The early, tentative signs show hope for the White House. In a statement, House Speaker Nancy Pelosi said the administration’s proposal “contains positive elements from the House and Senate-passed bills.” The two bills overlap significantly but not completely – creating a major logistical hurdle when the Senate Democrats lost their 60-vote filibuster-proof majority last month. If no Republicans are willing to go along with the Democrats in the Senate, the Democrats will have no choice but to go the reconciliation route or give up altogether.
For the past month, Speaker Pelosi has maintained that she did not have the votes to pass the Senate plan in the House, which would have been one way to finish healthcare reform without requiring another Senate vote. Now, the Obama administration says it is open to the use of budget reconciliation to finish the reform, a technique that requires only a simple majority in each house. Only aspects of the reform that affect the budget would be eligible for reconciliation.
Rep. Anthony Weiner (D) of New York, one of the House’s more vocal liberals, on Monday called Obama’s proposal a “51-vote plan and not a 60-vote plan.” “That is great news,” he said in a statement. “Democrats wasted a year bowing to the altar of Olympia Snowe, Joe Lieberman, and Ben Nelson and it got us nowhere.”
All three are senators – Ms. Snowe is a moderate Republican, Mr. Lieberman an Independent Democrat, and Mr. Nelson a conservative Democrat – who garnered attention as they sought to shape healthcare reform to their liking.
Thursday’s summit may just be a way station on the road to budget reconciliation.
"Reconciliation is the only option they've got," says Henry Aaron, senior fellow at the Brookings Institution in Washington. "That's what Thursday is all about: They want to reframe the debate, point out Republican intransigence, and give Democrats in both houses cover to support reconciliation for such a bill."

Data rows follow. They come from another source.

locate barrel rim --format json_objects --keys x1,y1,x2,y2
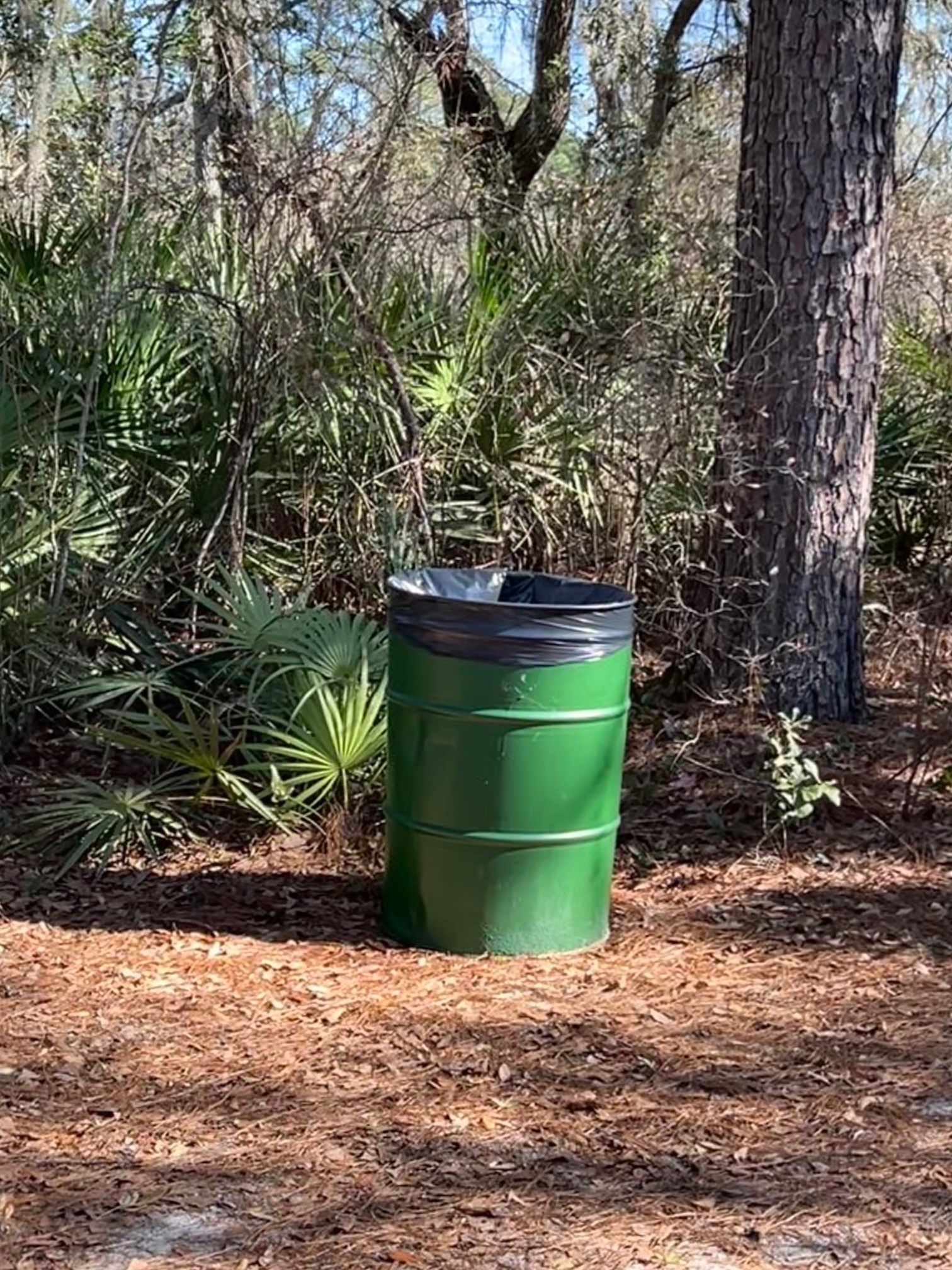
[{"x1": 387, "y1": 566, "x2": 635, "y2": 615}]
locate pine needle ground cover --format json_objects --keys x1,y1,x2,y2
[{"x1": 0, "y1": 645, "x2": 952, "y2": 1270}]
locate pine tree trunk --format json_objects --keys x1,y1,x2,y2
[{"x1": 703, "y1": 0, "x2": 905, "y2": 720}]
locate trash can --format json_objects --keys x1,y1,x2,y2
[{"x1": 383, "y1": 569, "x2": 633, "y2": 954}]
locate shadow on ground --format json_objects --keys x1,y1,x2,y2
[{"x1": 0, "y1": 865, "x2": 381, "y2": 945}]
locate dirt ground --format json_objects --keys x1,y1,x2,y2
[{"x1": 0, "y1": 645, "x2": 952, "y2": 1270}]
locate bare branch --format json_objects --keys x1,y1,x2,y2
[
  {"x1": 641, "y1": 0, "x2": 703, "y2": 160},
  {"x1": 509, "y1": 0, "x2": 575, "y2": 190}
]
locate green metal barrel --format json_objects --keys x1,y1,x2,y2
[{"x1": 383, "y1": 569, "x2": 632, "y2": 954}]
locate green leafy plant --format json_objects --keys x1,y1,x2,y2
[
  {"x1": 18, "y1": 775, "x2": 191, "y2": 878},
  {"x1": 767, "y1": 710, "x2": 841, "y2": 827},
  {"x1": 24, "y1": 569, "x2": 386, "y2": 869}
]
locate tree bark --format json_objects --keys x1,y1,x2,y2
[
  {"x1": 701, "y1": 0, "x2": 905, "y2": 720},
  {"x1": 387, "y1": 0, "x2": 575, "y2": 225},
  {"x1": 20, "y1": 0, "x2": 66, "y2": 214}
]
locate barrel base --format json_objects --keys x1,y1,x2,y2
[{"x1": 383, "y1": 820, "x2": 616, "y2": 956}]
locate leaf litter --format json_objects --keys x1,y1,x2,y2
[{"x1": 0, "y1": 655, "x2": 952, "y2": 1270}]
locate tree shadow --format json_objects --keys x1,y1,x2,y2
[{"x1": 0, "y1": 865, "x2": 385, "y2": 945}]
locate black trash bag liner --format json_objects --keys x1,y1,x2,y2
[{"x1": 387, "y1": 569, "x2": 635, "y2": 665}]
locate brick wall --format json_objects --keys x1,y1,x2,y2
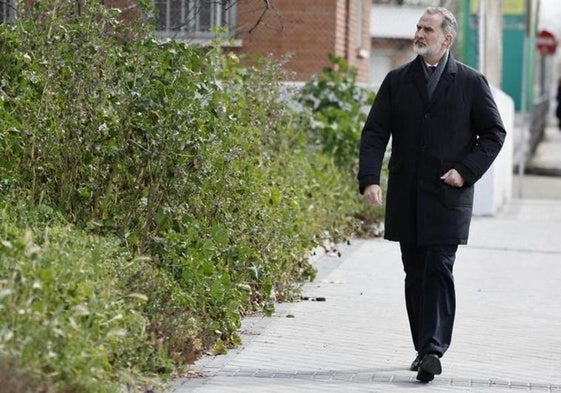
[
  {"x1": 105, "y1": 0, "x2": 371, "y2": 83},
  {"x1": 232, "y1": 0, "x2": 370, "y2": 82}
]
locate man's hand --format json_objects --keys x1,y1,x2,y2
[
  {"x1": 440, "y1": 168, "x2": 465, "y2": 188},
  {"x1": 363, "y1": 184, "x2": 384, "y2": 205}
]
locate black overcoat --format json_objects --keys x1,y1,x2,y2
[{"x1": 358, "y1": 54, "x2": 506, "y2": 245}]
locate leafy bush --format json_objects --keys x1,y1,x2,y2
[
  {"x1": 0, "y1": 205, "x2": 173, "y2": 392},
  {"x1": 0, "y1": 0, "x2": 372, "y2": 392},
  {"x1": 298, "y1": 55, "x2": 387, "y2": 237},
  {"x1": 299, "y1": 55, "x2": 375, "y2": 174}
]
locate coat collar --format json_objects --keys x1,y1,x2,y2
[{"x1": 406, "y1": 53, "x2": 458, "y2": 104}]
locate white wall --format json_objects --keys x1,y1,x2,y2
[{"x1": 473, "y1": 87, "x2": 514, "y2": 216}]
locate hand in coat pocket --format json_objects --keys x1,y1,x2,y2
[{"x1": 440, "y1": 168, "x2": 465, "y2": 188}]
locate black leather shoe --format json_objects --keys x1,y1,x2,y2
[
  {"x1": 417, "y1": 353, "x2": 442, "y2": 382},
  {"x1": 409, "y1": 355, "x2": 421, "y2": 371}
]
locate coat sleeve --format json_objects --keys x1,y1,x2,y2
[
  {"x1": 357, "y1": 74, "x2": 391, "y2": 194},
  {"x1": 456, "y1": 74, "x2": 506, "y2": 185}
]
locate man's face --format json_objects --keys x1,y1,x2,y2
[{"x1": 413, "y1": 13, "x2": 452, "y2": 61}]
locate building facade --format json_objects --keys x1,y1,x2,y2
[{"x1": 116, "y1": 0, "x2": 372, "y2": 83}]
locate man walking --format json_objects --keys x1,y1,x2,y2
[{"x1": 358, "y1": 7, "x2": 506, "y2": 382}]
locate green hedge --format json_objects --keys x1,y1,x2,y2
[{"x1": 0, "y1": 0, "x2": 380, "y2": 392}]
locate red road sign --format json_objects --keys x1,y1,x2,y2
[{"x1": 536, "y1": 30, "x2": 557, "y2": 55}]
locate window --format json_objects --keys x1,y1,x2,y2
[
  {"x1": 0, "y1": 0, "x2": 16, "y2": 23},
  {"x1": 155, "y1": 0, "x2": 238, "y2": 40}
]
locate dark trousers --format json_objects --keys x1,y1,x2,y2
[{"x1": 400, "y1": 243, "x2": 458, "y2": 356}]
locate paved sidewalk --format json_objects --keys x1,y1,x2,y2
[
  {"x1": 175, "y1": 128, "x2": 561, "y2": 393},
  {"x1": 176, "y1": 200, "x2": 561, "y2": 393}
]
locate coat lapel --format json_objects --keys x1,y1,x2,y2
[
  {"x1": 407, "y1": 56, "x2": 429, "y2": 105},
  {"x1": 427, "y1": 53, "x2": 458, "y2": 107}
]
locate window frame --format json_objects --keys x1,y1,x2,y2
[{"x1": 154, "y1": 0, "x2": 237, "y2": 42}]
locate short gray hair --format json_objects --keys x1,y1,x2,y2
[{"x1": 425, "y1": 7, "x2": 458, "y2": 41}]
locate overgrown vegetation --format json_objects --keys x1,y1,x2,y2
[{"x1": 0, "y1": 0, "x2": 380, "y2": 392}]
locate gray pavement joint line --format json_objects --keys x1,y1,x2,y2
[
  {"x1": 207, "y1": 368, "x2": 561, "y2": 392},
  {"x1": 465, "y1": 245, "x2": 561, "y2": 255}
]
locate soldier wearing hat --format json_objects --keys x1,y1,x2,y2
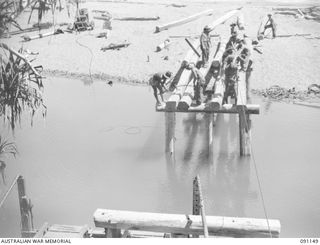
[
  {"x1": 262, "y1": 14, "x2": 277, "y2": 38},
  {"x1": 186, "y1": 63, "x2": 205, "y2": 105},
  {"x1": 149, "y1": 71, "x2": 172, "y2": 105},
  {"x1": 200, "y1": 26, "x2": 211, "y2": 67}
]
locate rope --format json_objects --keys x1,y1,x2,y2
[
  {"x1": 0, "y1": 175, "x2": 19, "y2": 208},
  {"x1": 238, "y1": 73, "x2": 272, "y2": 238},
  {"x1": 76, "y1": 34, "x2": 93, "y2": 83}
]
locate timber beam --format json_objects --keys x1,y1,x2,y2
[
  {"x1": 93, "y1": 209, "x2": 281, "y2": 238},
  {"x1": 156, "y1": 103, "x2": 260, "y2": 114}
]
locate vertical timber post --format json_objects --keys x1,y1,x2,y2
[
  {"x1": 192, "y1": 177, "x2": 200, "y2": 238},
  {"x1": 192, "y1": 175, "x2": 209, "y2": 238},
  {"x1": 207, "y1": 113, "x2": 214, "y2": 157},
  {"x1": 17, "y1": 175, "x2": 32, "y2": 237},
  {"x1": 165, "y1": 112, "x2": 176, "y2": 156},
  {"x1": 238, "y1": 106, "x2": 251, "y2": 156}
]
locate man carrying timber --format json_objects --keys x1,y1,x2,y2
[
  {"x1": 262, "y1": 14, "x2": 277, "y2": 38},
  {"x1": 149, "y1": 71, "x2": 172, "y2": 105},
  {"x1": 200, "y1": 26, "x2": 212, "y2": 67},
  {"x1": 222, "y1": 54, "x2": 238, "y2": 104},
  {"x1": 186, "y1": 63, "x2": 205, "y2": 105}
]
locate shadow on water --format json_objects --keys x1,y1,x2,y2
[{"x1": 0, "y1": 79, "x2": 320, "y2": 237}]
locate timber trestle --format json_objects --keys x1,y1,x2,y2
[{"x1": 156, "y1": 10, "x2": 260, "y2": 156}]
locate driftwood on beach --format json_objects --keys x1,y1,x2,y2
[
  {"x1": 23, "y1": 29, "x2": 63, "y2": 42},
  {"x1": 100, "y1": 42, "x2": 130, "y2": 51},
  {"x1": 155, "y1": 9, "x2": 213, "y2": 32},
  {"x1": 113, "y1": 16, "x2": 160, "y2": 21},
  {"x1": 0, "y1": 43, "x2": 41, "y2": 77}
]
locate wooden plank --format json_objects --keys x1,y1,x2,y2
[
  {"x1": 297, "y1": 8, "x2": 305, "y2": 18},
  {"x1": 17, "y1": 175, "x2": 32, "y2": 237},
  {"x1": 156, "y1": 103, "x2": 260, "y2": 114},
  {"x1": 293, "y1": 101, "x2": 320, "y2": 109},
  {"x1": 166, "y1": 9, "x2": 239, "y2": 111},
  {"x1": 237, "y1": 106, "x2": 251, "y2": 156},
  {"x1": 193, "y1": 175, "x2": 209, "y2": 238},
  {"x1": 237, "y1": 13, "x2": 245, "y2": 30},
  {"x1": 177, "y1": 60, "x2": 212, "y2": 111},
  {"x1": 165, "y1": 112, "x2": 176, "y2": 155},
  {"x1": 165, "y1": 48, "x2": 198, "y2": 111},
  {"x1": 206, "y1": 78, "x2": 225, "y2": 111},
  {"x1": 236, "y1": 71, "x2": 247, "y2": 106},
  {"x1": 156, "y1": 39, "x2": 171, "y2": 52},
  {"x1": 0, "y1": 43, "x2": 41, "y2": 77},
  {"x1": 184, "y1": 38, "x2": 201, "y2": 58},
  {"x1": 113, "y1": 16, "x2": 160, "y2": 21},
  {"x1": 212, "y1": 38, "x2": 227, "y2": 68},
  {"x1": 155, "y1": 9, "x2": 214, "y2": 32},
  {"x1": 93, "y1": 209, "x2": 281, "y2": 237},
  {"x1": 44, "y1": 224, "x2": 89, "y2": 238},
  {"x1": 33, "y1": 222, "x2": 49, "y2": 238}
]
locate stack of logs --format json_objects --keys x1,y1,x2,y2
[{"x1": 156, "y1": 10, "x2": 260, "y2": 155}]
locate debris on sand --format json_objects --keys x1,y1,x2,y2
[
  {"x1": 156, "y1": 38, "x2": 171, "y2": 52},
  {"x1": 22, "y1": 29, "x2": 64, "y2": 42},
  {"x1": 114, "y1": 16, "x2": 160, "y2": 21},
  {"x1": 101, "y1": 42, "x2": 130, "y2": 52},
  {"x1": 97, "y1": 32, "x2": 108, "y2": 38},
  {"x1": 32, "y1": 22, "x2": 53, "y2": 29},
  {"x1": 252, "y1": 84, "x2": 320, "y2": 101},
  {"x1": 167, "y1": 3, "x2": 187, "y2": 8}
]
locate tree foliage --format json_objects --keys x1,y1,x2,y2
[{"x1": 0, "y1": 44, "x2": 46, "y2": 131}]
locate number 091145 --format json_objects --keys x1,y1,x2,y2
[{"x1": 300, "y1": 238, "x2": 318, "y2": 244}]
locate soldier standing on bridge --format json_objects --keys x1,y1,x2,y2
[
  {"x1": 186, "y1": 63, "x2": 205, "y2": 105},
  {"x1": 149, "y1": 71, "x2": 172, "y2": 105},
  {"x1": 262, "y1": 14, "x2": 277, "y2": 38},
  {"x1": 200, "y1": 26, "x2": 211, "y2": 67}
]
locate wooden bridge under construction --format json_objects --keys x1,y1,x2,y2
[
  {"x1": 0, "y1": 10, "x2": 281, "y2": 238},
  {"x1": 156, "y1": 9, "x2": 260, "y2": 156}
]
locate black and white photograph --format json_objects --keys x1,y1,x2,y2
[{"x1": 0, "y1": 0, "x2": 320, "y2": 244}]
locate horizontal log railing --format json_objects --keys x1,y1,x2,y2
[{"x1": 93, "y1": 209, "x2": 281, "y2": 237}]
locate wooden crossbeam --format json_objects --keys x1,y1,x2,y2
[
  {"x1": 93, "y1": 209, "x2": 281, "y2": 237},
  {"x1": 156, "y1": 103, "x2": 260, "y2": 114}
]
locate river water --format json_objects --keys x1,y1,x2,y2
[{"x1": 0, "y1": 78, "x2": 320, "y2": 237}]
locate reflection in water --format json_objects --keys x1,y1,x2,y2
[
  {"x1": 0, "y1": 78, "x2": 320, "y2": 237},
  {"x1": 183, "y1": 113, "x2": 203, "y2": 163},
  {"x1": 166, "y1": 113, "x2": 257, "y2": 217}
]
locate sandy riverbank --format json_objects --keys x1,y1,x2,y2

Former Rep. Tom Davis of Virginia, a moderate Republican, sees the summit as “high political theater” but without much chance of winning Republican support.
“All of a sudden, you bring in TV cameras, you know this is theater,” said Mr. Davis, now president and CEO of the Republican Main Street Partnership, at a Monitor breakfast Monday. “I don’t think [Republicans] are going to come in and sign a deal,” he added. “But it is going to be very interesting to watch.”
Staff writer David Cook contributed to this report.